Creio que na Itália,
nestes últimos anos, tenha se produzido uma pequena e jubilosa revolução: em
muitos jovens autores tem sobrevido um apaixonado apego pela realidade. Nós, os
nascidos nos anos oitenta, alimentados de pão e televisão, bombardeados com
todo tipo de reality shows, de ficções, com as luzes artificiais dos estúdios
de TV, temos tido um apetite grande de rebeldia; fomos até a janela e vimos que
os acontecimentos fora da telinha, à luz do sol, eram muito mais interessantes.
Temos saído de nossas casas e começado a observar o que acontece nas ruas, nas
praças, nos bares, nas fábricas, nas empresas de telefonia. Temos suspeitado a
diferença que há entre este país vivo e real e aquele que contam pela televisão.
Temos constatado o silêncio em que vivem relegados os trabalhadores, as
periferias, os desempregados, a província, e temos decidido interrogar a
realidade para tratar de entendermos algo. Nós temos sujado as mãos com a
matéria do mundo e esse gesto nos tem entusiasmado. Nos fez sentir vivos, na
verdade. Após anos de sopor temos despertado.
A literatura não está
separada da vida, necessita dela. E também a realidade necessita da literatura.

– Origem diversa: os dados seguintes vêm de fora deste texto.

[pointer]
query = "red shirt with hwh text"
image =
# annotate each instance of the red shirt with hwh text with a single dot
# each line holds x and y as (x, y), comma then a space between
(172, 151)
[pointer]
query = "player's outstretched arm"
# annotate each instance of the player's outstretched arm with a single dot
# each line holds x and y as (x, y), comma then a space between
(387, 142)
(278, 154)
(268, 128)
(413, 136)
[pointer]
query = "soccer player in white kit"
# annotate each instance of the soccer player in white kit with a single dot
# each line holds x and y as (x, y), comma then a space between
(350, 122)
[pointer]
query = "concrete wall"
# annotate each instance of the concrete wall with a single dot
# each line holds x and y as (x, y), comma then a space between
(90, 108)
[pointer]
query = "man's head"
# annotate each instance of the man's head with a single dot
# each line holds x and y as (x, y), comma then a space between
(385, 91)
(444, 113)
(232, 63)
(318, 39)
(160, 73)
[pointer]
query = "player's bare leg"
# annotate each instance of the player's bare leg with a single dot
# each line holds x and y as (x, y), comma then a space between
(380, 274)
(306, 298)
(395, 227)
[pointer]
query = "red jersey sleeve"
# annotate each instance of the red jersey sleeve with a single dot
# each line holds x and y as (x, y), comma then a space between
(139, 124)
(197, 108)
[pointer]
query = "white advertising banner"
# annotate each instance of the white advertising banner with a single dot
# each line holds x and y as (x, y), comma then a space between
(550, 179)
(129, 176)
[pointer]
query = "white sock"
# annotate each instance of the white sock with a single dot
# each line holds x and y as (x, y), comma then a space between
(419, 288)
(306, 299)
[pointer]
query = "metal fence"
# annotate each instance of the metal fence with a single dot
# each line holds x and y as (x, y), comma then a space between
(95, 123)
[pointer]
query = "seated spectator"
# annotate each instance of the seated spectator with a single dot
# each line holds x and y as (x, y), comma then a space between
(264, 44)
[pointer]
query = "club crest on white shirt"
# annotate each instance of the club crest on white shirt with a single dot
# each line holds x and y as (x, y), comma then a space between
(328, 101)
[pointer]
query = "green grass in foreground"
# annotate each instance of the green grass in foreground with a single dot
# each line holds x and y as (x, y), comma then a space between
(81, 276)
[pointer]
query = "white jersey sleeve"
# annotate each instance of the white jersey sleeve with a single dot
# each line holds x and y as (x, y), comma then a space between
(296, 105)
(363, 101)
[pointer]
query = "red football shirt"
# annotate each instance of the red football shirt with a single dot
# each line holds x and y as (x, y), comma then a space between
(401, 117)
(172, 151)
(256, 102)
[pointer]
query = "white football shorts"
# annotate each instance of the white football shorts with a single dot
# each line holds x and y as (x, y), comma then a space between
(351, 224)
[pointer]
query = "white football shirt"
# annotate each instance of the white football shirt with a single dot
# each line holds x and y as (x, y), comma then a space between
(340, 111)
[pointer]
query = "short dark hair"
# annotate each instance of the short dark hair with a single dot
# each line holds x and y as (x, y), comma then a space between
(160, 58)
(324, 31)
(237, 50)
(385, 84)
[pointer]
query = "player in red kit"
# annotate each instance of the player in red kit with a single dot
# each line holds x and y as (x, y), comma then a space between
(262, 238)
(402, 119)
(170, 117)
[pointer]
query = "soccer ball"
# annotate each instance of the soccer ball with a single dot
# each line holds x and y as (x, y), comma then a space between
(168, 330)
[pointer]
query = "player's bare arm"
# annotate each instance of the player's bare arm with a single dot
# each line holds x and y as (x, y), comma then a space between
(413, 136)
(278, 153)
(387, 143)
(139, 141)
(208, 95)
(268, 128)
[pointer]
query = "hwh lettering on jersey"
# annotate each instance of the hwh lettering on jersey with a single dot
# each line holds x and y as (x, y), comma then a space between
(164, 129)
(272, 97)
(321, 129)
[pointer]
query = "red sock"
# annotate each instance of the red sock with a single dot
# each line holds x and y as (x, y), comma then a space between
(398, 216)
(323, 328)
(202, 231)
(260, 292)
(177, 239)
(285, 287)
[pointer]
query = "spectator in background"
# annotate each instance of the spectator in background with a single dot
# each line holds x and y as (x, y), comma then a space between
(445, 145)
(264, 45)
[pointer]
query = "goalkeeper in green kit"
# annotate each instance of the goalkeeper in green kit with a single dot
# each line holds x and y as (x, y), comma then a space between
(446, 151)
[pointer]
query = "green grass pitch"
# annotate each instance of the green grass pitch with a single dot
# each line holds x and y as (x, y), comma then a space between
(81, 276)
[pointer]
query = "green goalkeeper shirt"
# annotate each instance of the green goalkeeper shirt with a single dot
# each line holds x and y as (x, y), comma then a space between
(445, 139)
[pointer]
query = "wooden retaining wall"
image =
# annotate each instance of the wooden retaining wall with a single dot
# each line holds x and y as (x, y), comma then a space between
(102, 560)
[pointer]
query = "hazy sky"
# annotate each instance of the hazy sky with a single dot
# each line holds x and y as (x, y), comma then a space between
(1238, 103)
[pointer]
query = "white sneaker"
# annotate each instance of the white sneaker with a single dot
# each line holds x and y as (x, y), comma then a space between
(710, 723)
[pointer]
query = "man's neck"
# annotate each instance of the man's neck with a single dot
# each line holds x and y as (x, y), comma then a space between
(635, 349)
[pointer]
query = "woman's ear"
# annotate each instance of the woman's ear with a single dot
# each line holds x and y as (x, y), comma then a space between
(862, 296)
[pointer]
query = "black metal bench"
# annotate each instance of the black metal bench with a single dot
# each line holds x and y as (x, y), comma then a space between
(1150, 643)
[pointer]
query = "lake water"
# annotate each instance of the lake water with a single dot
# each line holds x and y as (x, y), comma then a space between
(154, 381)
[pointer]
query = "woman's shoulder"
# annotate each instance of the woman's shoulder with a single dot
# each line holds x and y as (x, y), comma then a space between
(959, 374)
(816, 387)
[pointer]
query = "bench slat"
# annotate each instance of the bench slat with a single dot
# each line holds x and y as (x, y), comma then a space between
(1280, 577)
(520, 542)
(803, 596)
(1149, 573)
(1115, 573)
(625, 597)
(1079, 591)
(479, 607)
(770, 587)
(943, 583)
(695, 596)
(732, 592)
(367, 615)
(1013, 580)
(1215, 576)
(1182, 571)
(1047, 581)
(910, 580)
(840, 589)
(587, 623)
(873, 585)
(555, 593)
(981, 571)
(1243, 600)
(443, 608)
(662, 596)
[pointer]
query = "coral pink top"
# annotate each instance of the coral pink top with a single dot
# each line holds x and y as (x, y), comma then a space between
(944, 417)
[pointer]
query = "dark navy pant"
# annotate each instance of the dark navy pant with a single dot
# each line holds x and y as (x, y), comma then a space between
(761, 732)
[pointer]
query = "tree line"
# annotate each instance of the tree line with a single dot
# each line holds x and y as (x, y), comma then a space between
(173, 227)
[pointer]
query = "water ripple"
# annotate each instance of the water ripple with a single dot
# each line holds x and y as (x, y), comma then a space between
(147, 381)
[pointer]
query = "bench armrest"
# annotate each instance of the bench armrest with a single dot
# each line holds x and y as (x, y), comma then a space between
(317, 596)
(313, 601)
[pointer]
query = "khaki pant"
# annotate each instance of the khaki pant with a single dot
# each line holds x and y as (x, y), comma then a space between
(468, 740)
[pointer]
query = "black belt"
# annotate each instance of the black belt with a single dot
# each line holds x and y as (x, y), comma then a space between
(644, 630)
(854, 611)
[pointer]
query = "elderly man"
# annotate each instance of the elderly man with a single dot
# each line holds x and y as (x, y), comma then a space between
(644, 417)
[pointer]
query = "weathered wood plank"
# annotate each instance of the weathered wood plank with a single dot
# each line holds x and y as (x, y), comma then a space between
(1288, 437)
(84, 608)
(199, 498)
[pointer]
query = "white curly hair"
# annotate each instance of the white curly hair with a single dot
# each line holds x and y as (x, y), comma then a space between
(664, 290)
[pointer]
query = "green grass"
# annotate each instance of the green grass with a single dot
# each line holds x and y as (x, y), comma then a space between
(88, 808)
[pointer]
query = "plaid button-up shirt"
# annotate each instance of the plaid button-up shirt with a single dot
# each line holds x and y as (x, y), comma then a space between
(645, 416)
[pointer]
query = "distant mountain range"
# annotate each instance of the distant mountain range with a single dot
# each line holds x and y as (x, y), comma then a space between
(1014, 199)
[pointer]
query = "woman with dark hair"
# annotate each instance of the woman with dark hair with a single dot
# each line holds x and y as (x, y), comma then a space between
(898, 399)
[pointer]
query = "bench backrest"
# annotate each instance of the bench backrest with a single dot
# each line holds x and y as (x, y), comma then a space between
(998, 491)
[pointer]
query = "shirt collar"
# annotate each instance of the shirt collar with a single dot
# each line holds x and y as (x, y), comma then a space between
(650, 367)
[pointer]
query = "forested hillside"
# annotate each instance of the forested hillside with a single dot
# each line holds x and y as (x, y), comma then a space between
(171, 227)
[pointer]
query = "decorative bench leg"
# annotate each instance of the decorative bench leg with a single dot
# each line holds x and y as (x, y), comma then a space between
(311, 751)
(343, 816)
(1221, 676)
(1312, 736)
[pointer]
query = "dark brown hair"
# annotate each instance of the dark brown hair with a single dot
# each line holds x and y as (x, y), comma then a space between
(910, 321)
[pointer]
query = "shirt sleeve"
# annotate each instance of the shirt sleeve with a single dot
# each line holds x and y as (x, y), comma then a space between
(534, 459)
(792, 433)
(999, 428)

Na Itália, uma geração inteira abandonada pelo mundo do trabalho, confinada num
presente sem futuro, tem decidido que as palavras podem ser um instrumento para
nos reapropriarmos desse futuro, para alterar o presente, para dar voz ao país
que vive, que vibra, que grita longe da televisão. E assim têm nascido livros
sobre o crime organizado, sobre a precaridade da juventude, sobre jovens
trabalhadores, sobre o quão difícil é crescer sem contar com pontos de
referência estáveis, sem a perspectiva de um trabalho duradouro, sem a
possibilidade de converterem-se em adultos e independentes; não apenas os
filhos, mas também os pais. Esses livros possuem uma energia inédita, uma
língua nova e cheia da adrenalina da realidade, com seus vínculos dolorosos,
com sua aspereza e vitalidade.
Escrevi Acciaio (Aço)
porque estava furiosa, porque estava a ponto de me formar, e já sabia que uma
licenciatura em Letras não me levaria a parte alguma, porque via meus colegas
deambularem de um trabalho provisório pra outro sem qualquer perspectiva,
porque via a província em que nasci esvaziar-se de jovens e de oportunidades de
trabalho; precisava opor uma história a este silêncio ensurdecedor. As
siderúrgicas que tinha ante meus olhos eram o lugar mais potente que podia
encontrar para narrar; ali estava a beleza cujo caminho se tentava retomar: a
verdadeira beleza, da vida fatigada, que cria e não se rende. Porque os jovens
que desafiam o carbono, o ferro e as altas temperaturas dos fornos precisam ser
conhecidos, escutados e amados; porque as moças como Anna e Francesca devem ter
uma oportunidade, outra possibilidade que não seja a de venderem sua própria
beleza.
Os leitores possuem
tanta sede de realidade quanto os escritores. Nas livrarias, na internet, nas
palestras, se observa um enorme desejo de falar, de refletir. Já não temos as
ideologias dos mestres dos anos sessenta, penso nos Pasolini, Calvino, Moravia,
em Morante; nem podemos contar com os sonhos de nossos avôs que reconstruíram a
Itália sobre os escombros deixado pelo fascismo e pela guerra. Mas talvez, e
por nos acharmos precisamente carentes dessas ideologias, possamos entrever a
realidade sem forçá-la com esquemas pré-estabelecidos. Estamos obrigados a
forjar sonhos novos, a partir do zero, e esta nossa paixão porquanto acontece
ante nossos olhos é uma renúncia ao individualismo. Contarmos como é o mundo em
lugar de contemplarmos o umbigo é já uma mudança de sentido para uma nova
dimensão comum. Tenho visto como os livros podem fazer com que as coisas
aconteçam realmente, como as novelas podem caminhar pelo mundo através dos
leitores, fazendo-os mudar o ponto de vista, removerem conceitos e
preconceitos. Creio não apenas na força artística e estética da literatura, mas
também na sua força ética. Temos deixado de estar quietos, de ser passivos,
indiferentes. Escrever histórias que afetam a todos tem sido nosso primeiro ato
de guerra contra a indiferença.
2 comentários:
Muito bom, ainda há vida real na arte.
Nada mais difícil que essa busca pelo próprio tempo. Achei inspirador porque ela foi lá onde os motivos estão fraturados, ela concluiu que precisamos abandonar os artifícios e reencontrar a matéria da vida, só. Por isso gostei tanto. Talvez ela tenha apenas ouvido com atenção o conselho de um outro desses mestres italianos, que escreveu "La lezione è questa: costruire in arte e costruire nella vita".